A lot of people think Obamacare can be an alternative to employer-sponsored health insurance. The majority of companies, however, plan to continue sponsoring health benefits for their employees, even though their method of delivering benefits and controlling costs will shift.
A soon-to-be-released Aon Hewitt report found that 95 percent of employers will not drop health benefits in the next three to five years. But a growing number plan to move away from managing costs simply by negotiating with benefit providers and shifting costs to employees. Instead, more companies will require employees to take a more active role in their health by offering a few plan options and initiatives designed to reduce costs.
“Traditional cost-management tactics do not address foundational issues in health care, including worsening population health and misaligned provider payment methods,” Jim Winkler, Aon Hewitt’s chief innovation officer for health and benefits, said in a statement. “Employers remain committed to providing health benefits but recognize the need for new approaches that fix those problems.”
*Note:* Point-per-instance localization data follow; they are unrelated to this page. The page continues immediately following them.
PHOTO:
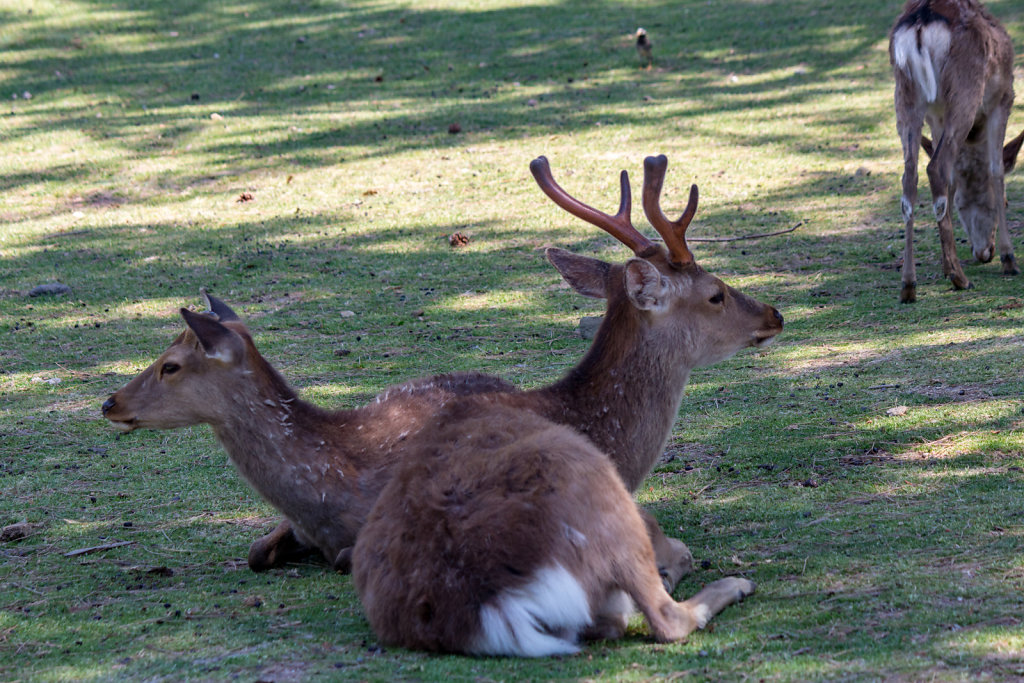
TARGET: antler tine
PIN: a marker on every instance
(674, 232)
(620, 225)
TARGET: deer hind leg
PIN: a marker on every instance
(276, 548)
(996, 132)
(673, 557)
(909, 133)
(940, 174)
(670, 621)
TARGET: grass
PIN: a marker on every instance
(885, 546)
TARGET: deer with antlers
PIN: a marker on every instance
(952, 62)
(324, 470)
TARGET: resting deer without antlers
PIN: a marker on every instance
(507, 534)
(952, 62)
(665, 316)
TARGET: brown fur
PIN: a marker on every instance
(968, 119)
(662, 321)
(492, 495)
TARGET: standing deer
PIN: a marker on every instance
(665, 316)
(952, 62)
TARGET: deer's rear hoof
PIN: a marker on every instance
(1010, 265)
(961, 282)
(909, 293)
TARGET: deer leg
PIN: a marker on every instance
(910, 139)
(611, 617)
(671, 621)
(940, 171)
(673, 557)
(998, 168)
(276, 548)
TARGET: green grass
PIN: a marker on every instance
(885, 547)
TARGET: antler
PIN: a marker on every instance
(620, 225)
(674, 232)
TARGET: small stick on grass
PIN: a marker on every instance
(757, 236)
(96, 549)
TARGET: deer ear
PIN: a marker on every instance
(644, 285)
(217, 307)
(926, 144)
(217, 341)
(587, 275)
(1010, 153)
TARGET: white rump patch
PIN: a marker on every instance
(541, 619)
(701, 613)
(923, 66)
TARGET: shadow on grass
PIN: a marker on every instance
(152, 72)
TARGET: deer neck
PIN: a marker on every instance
(624, 394)
(295, 455)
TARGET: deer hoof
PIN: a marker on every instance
(961, 283)
(1010, 265)
(909, 293)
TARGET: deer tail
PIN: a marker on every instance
(921, 51)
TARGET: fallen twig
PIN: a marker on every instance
(757, 236)
(96, 549)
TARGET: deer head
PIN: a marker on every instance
(211, 358)
(676, 302)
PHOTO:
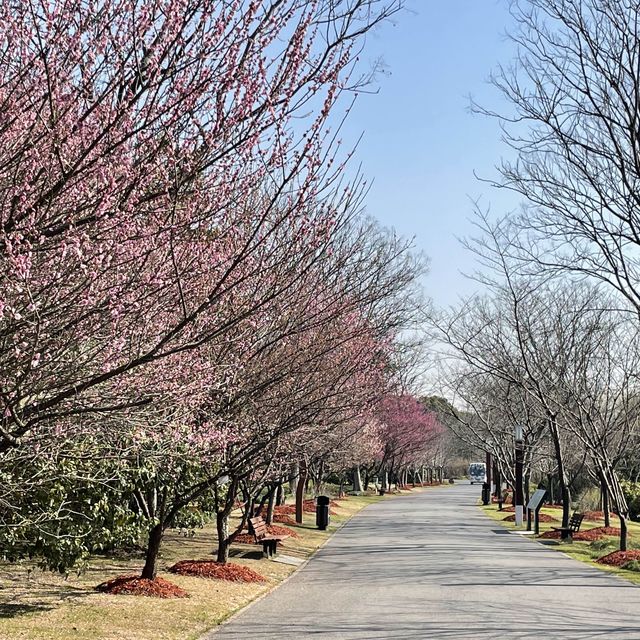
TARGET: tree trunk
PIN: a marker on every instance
(623, 532)
(357, 481)
(318, 485)
(280, 498)
(604, 492)
(293, 481)
(302, 481)
(562, 477)
(222, 525)
(153, 549)
(271, 504)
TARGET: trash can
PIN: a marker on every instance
(322, 512)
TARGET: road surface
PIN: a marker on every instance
(432, 565)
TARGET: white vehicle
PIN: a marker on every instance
(478, 472)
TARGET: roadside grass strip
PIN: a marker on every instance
(39, 605)
(594, 544)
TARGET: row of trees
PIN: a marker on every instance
(554, 343)
(192, 307)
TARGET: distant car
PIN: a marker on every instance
(477, 472)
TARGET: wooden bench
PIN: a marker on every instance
(258, 527)
(574, 526)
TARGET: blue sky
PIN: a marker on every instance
(421, 145)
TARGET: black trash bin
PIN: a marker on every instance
(322, 512)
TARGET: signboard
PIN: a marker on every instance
(536, 499)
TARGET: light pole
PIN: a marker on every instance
(518, 433)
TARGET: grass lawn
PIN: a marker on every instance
(587, 552)
(37, 605)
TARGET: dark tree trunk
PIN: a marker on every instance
(498, 486)
(302, 481)
(562, 477)
(280, 494)
(604, 492)
(263, 500)
(271, 504)
(623, 532)
(224, 544)
(153, 549)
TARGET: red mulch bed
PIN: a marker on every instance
(275, 530)
(618, 558)
(210, 569)
(543, 518)
(134, 585)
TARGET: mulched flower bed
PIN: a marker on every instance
(543, 517)
(618, 558)
(210, 569)
(134, 585)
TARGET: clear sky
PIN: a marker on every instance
(421, 145)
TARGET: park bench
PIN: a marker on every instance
(574, 525)
(258, 527)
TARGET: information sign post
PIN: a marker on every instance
(535, 504)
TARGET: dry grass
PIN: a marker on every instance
(583, 551)
(36, 605)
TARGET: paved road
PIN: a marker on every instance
(431, 565)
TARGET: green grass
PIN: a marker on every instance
(587, 552)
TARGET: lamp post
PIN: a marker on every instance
(518, 433)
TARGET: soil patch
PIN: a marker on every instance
(210, 569)
(134, 585)
(618, 558)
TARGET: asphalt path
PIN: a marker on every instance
(432, 565)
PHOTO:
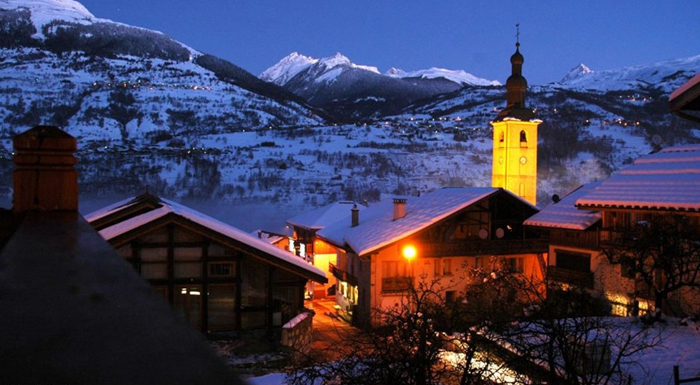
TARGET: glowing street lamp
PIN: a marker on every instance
(409, 252)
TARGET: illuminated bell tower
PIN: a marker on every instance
(515, 138)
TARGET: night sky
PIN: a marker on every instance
(475, 36)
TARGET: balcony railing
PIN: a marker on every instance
(482, 247)
(580, 239)
(396, 284)
(572, 277)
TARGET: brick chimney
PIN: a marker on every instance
(355, 216)
(44, 177)
(399, 208)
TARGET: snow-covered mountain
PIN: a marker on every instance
(102, 79)
(666, 75)
(576, 72)
(457, 76)
(152, 113)
(287, 68)
(355, 91)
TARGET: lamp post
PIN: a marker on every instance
(409, 252)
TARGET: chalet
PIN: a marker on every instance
(306, 244)
(73, 311)
(660, 184)
(389, 247)
(219, 278)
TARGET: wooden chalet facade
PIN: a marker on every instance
(576, 259)
(307, 244)
(452, 231)
(218, 278)
(662, 184)
(73, 311)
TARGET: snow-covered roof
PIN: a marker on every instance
(565, 215)
(687, 86)
(686, 97)
(378, 229)
(326, 215)
(169, 207)
(666, 180)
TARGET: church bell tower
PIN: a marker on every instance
(515, 137)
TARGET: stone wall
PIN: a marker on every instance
(297, 334)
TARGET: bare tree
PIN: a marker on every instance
(662, 252)
(570, 334)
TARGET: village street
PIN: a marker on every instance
(329, 330)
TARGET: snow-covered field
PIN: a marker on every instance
(680, 345)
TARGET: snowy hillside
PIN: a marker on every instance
(287, 68)
(151, 113)
(46, 11)
(354, 92)
(457, 76)
(577, 72)
(667, 76)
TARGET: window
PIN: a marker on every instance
(523, 138)
(573, 261)
(395, 276)
(254, 279)
(222, 307)
(154, 263)
(221, 269)
(514, 264)
(443, 267)
(188, 303)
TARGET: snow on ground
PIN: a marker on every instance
(680, 346)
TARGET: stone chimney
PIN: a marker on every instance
(399, 208)
(44, 177)
(355, 215)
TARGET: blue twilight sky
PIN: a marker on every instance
(477, 36)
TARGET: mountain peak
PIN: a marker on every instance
(393, 71)
(577, 72)
(457, 76)
(287, 68)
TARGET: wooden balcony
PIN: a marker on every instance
(581, 239)
(482, 247)
(396, 284)
(571, 277)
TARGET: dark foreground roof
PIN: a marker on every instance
(74, 312)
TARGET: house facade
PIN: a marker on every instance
(576, 259)
(217, 277)
(662, 184)
(440, 237)
(308, 245)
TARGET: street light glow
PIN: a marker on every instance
(409, 252)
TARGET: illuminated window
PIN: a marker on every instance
(443, 267)
(221, 270)
(514, 265)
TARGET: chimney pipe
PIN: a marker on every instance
(44, 177)
(355, 215)
(399, 208)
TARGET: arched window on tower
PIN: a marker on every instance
(523, 138)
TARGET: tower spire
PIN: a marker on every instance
(516, 86)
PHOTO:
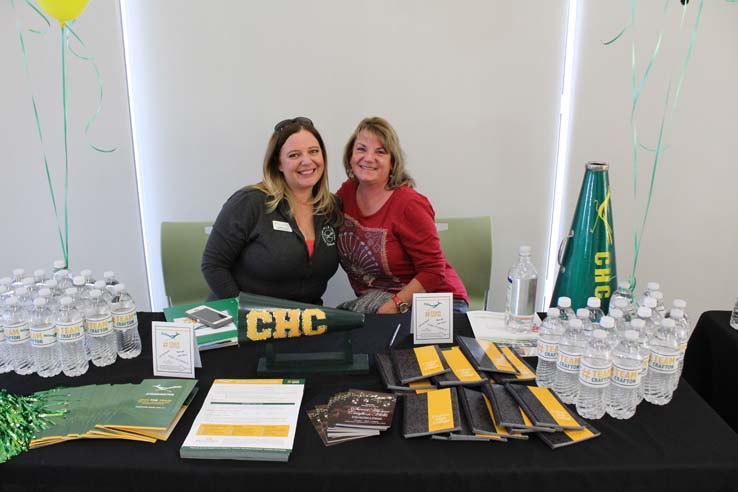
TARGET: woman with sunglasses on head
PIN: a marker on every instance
(278, 237)
(388, 243)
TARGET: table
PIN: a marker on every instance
(683, 446)
(709, 364)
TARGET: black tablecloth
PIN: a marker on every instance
(709, 364)
(682, 446)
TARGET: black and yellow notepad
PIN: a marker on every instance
(387, 372)
(485, 355)
(418, 363)
(525, 371)
(429, 413)
(461, 373)
(544, 408)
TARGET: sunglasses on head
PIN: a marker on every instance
(300, 120)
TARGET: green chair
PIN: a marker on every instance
(182, 244)
(467, 244)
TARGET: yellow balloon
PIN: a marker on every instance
(63, 10)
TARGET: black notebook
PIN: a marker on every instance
(433, 412)
(418, 363)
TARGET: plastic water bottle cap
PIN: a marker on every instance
(564, 302)
(644, 312)
(599, 334)
(650, 302)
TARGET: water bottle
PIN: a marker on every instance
(594, 376)
(683, 332)
(549, 335)
(125, 323)
(565, 311)
(571, 346)
(44, 346)
(587, 327)
(594, 305)
(522, 280)
(71, 337)
(662, 365)
(627, 361)
(101, 338)
(17, 336)
(639, 326)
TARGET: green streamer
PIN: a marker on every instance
(62, 236)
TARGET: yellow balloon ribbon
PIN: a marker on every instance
(63, 10)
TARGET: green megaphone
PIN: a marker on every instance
(267, 319)
(587, 265)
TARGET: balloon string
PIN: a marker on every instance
(36, 115)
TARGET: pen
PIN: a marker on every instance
(395, 335)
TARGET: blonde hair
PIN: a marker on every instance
(274, 185)
(391, 142)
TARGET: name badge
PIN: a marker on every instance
(281, 226)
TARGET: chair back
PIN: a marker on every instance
(182, 244)
(467, 244)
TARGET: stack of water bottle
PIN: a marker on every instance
(62, 322)
(611, 363)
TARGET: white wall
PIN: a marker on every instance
(472, 88)
(691, 238)
(104, 226)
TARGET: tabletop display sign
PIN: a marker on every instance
(174, 349)
(432, 318)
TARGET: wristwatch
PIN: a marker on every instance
(402, 306)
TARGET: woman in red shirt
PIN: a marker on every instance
(388, 244)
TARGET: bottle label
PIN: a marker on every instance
(625, 377)
(125, 320)
(17, 333)
(568, 363)
(521, 297)
(99, 327)
(70, 332)
(43, 337)
(594, 376)
(548, 351)
(665, 364)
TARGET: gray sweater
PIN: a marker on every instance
(250, 250)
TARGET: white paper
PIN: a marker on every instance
(248, 414)
(174, 349)
(432, 318)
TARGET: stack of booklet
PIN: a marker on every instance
(208, 338)
(353, 414)
(246, 419)
(147, 411)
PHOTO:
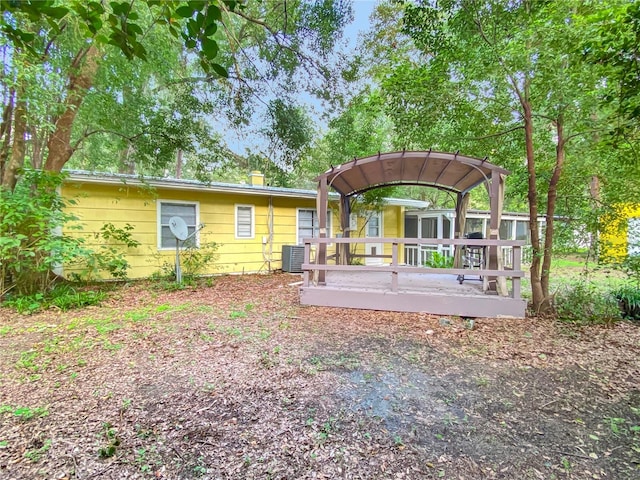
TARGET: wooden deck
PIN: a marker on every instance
(397, 287)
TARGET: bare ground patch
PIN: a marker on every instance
(239, 381)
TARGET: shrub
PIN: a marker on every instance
(31, 245)
(628, 297)
(109, 257)
(194, 261)
(62, 296)
(439, 260)
(583, 303)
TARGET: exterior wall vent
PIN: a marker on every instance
(292, 258)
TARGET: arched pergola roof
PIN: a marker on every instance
(446, 171)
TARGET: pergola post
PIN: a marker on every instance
(462, 205)
(345, 223)
(322, 205)
(496, 195)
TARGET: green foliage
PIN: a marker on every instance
(289, 132)
(194, 261)
(110, 256)
(628, 297)
(439, 260)
(36, 454)
(31, 246)
(62, 296)
(112, 441)
(630, 265)
(24, 413)
(583, 303)
(119, 24)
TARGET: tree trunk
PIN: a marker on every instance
(537, 293)
(16, 161)
(5, 131)
(551, 208)
(82, 74)
(179, 164)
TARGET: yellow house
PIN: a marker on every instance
(250, 223)
(621, 236)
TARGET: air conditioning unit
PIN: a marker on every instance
(292, 258)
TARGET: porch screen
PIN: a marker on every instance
(429, 228)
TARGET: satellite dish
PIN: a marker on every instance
(179, 228)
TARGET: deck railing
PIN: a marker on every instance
(404, 253)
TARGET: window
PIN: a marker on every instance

A third of companies said their preferred approach to health benefits in the next three to five years would be via private health exchanges.
Although the law permits employers to direct their part-time employees to purchase health coverage through the public exchanges, most have no plans to do so in the near future. Almost two-thirds of companies will provide the same level of benefits to part-timers as they do to full-time employees, according to the report. Only 38 percent plan to offer no health benefits to part-time workers.